Japan’s rate normalization is part of this broader recalibration. Markets are adjusting to a world where ultra-easy policy is gradually unwinding. But “gradual” is the operative word. Japan isn’t slamming on the brakes. They’re easing their foot off the accelerator, and they’re doing it in the most telegraphed, predictable way possible.
THE BIGGER PICTURE
Taking a step back, the fundamental drivers of crypto adoption and value appreciation remain unchanged. Institutional interest continues to grow. Regulatory clarity is improving in major jurisdictions. The technology continues to mature. These structural tailwinds don’t evaporate simply because Japan moves rates from 0.5% to 0.75%.
What we need to watch is the interest rate differential and its trajectory. As long as Japan remains significantly below global rates – which it will for the foreseeable future – the funding advantage doesn’t disappear entirely. It just narrows somewhat. And as long as the US continues on its easing path, that offsetting dynamic remains in play.
The real risk wouldn’t come from Japan’s measured rate normalization. It would emerge from a scenario where Japan had to hike aggressively and repeatedly while the US simultaneously pivoted back to tightening. That would create genuine funding stress and could trigger a more serious carry trade unwind. However, that’s not the scenario we’re facing, and it’s not what markets are pricing in.
Instead, we’re looking at a managed, gradual adjustment that markets have had ample time to prepare for. Yes, there will be volatility. Yes, there will be periods where funding dynamics create temporary headwinds. But none of this invalidates the broader bull case for crypto assets.
THE PATH FORWARD
As we move through this period of adjustment, the key for investors is maintaining perspective. Don’t let short-term volatility driven by funding flows distract from longer-term fundamentals. Don’t confuse a healthy correction with a trend reversal. Most importantly, don’t panic over headlines that strip away crucial context about what’s actually happening.
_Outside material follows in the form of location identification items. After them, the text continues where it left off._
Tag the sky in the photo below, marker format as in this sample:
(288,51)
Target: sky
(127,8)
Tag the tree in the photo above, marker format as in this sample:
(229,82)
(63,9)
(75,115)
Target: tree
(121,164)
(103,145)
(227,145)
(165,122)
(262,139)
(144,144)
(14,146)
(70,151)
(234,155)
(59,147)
The crypto market will continue to experience turbulence as it navigates this transitional period. Some days will feel rough. Some moves will feel unsettling. That’s part of the process. However, when you examine the actual numbers – Japan’s rates still near zero, the US easing policy, carry trade impact diluted across global markets, and leverage already wrung out of crypto – the case for major systemic risk looks thin.
We’re going through a shake-out, not a breakdown. The bull market is consolidating, not ending. When this period of volatility passes, as it will, the market that emerges will be healthier and better positioned for sustainable growth. That’s not blind optimism. That’s what the data and the fundamentals actually tell us once we cut through the noise.